The students take turns being the leader conducting the group. Each leader chooses the next leader who was watching them and participating the whole time. The leader uses their hands, feet, and eyes to show their friends how to play: loud, soft, fast, slow, individually, or as a group. I and some students created hand different gestures to represent the individual groups of sticks, egg shakers, or drums. As the instrument players, we have to pay attention to the leader and play accordingly. Participation reinforces the use of eye contact between the leader and musicians to communicate directions.
It is wonderful to see the students enjoy the cause and effect relationship of how their hands and body movements control the music.
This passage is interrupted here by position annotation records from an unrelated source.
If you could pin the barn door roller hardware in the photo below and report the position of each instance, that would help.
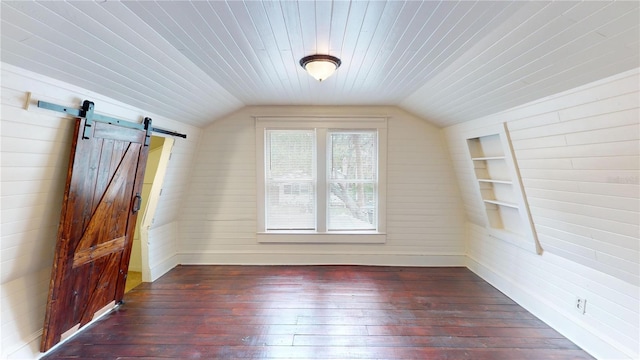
(87, 112)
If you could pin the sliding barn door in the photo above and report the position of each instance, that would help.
(98, 217)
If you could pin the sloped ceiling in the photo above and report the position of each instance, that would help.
(446, 61)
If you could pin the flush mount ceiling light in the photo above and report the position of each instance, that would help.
(320, 66)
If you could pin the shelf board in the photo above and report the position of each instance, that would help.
(508, 182)
(501, 203)
(484, 158)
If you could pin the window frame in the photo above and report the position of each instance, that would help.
(322, 125)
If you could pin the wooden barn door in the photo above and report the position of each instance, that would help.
(97, 222)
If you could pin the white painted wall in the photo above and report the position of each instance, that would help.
(578, 154)
(424, 211)
(35, 147)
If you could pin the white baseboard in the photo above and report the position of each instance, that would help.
(253, 258)
(588, 338)
(29, 349)
(162, 267)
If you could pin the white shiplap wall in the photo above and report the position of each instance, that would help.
(578, 154)
(35, 150)
(424, 211)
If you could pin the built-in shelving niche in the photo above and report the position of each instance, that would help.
(500, 188)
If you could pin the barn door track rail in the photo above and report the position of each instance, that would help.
(87, 112)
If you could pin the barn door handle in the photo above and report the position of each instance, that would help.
(137, 202)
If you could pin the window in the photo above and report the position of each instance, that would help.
(321, 180)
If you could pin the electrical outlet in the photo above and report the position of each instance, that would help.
(581, 305)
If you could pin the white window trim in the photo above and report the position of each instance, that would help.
(322, 124)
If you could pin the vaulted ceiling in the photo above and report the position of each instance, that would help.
(446, 61)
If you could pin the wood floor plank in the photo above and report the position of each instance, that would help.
(318, 312)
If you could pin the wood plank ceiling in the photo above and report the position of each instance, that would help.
(446, 61)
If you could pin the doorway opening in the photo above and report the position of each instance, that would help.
(159, 153)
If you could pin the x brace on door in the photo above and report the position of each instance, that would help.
(87, 112)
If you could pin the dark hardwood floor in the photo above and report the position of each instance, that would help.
(318, 312)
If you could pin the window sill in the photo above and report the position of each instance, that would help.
(322, 238)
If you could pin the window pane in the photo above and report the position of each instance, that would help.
(290, 180)
(352, 206)
(290, 206)
(353, 155)
(290, 154)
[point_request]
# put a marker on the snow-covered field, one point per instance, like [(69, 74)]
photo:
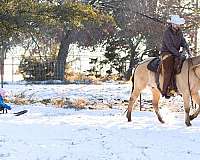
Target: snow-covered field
[(50, 133)]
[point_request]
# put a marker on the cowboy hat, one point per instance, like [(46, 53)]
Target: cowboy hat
[(175, 19)]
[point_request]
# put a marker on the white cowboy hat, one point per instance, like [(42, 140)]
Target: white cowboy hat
[(175, 19)]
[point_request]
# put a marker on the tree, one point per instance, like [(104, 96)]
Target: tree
[(22, 20)]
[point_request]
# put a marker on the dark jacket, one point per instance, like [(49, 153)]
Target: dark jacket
[(172, 41)]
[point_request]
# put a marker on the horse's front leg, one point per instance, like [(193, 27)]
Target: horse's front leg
[(186, 100), (156, 98), (133, 98), (197, 101)]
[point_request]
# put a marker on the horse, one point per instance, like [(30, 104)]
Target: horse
[(188, 84)]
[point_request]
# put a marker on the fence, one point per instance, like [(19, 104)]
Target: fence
[(78, 64)]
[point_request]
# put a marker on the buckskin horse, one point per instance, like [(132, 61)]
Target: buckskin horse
[(188, 84)]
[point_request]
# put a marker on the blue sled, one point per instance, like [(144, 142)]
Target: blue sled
[(3, 105)]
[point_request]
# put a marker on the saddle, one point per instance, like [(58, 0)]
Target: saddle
[(155, 65)]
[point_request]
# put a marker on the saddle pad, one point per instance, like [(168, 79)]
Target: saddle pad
[(153, 64)]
When they wave or jump, the music follows them in rhythm. The conductor learns how their friends interpret their body language, whether it means to stop or how to play. Some students wave their hands behind their back and wonder why no one is playing; they soon realize and are told that we cannot see their hands. Some leaders are creative in how they utilize their fingers, feet, or even their whole body to conduct the music. Through their conducting experience, it gives them tools of how to use their nonverbal language to convey their message.
Conducting and playing instrument builds trust and a rapport between the classmates. They realize everyone’s role and respect when it is someone’s else turn, listening to others’ idea, and participate as a group. Every leader has make sure everyone plays together, no one is left out, and know that we need everyone in the class to make the music. I am impressed how students are brave and feel comfortable to lead their classmates within the first days of meeting each other. They are budding conductors with great musicality!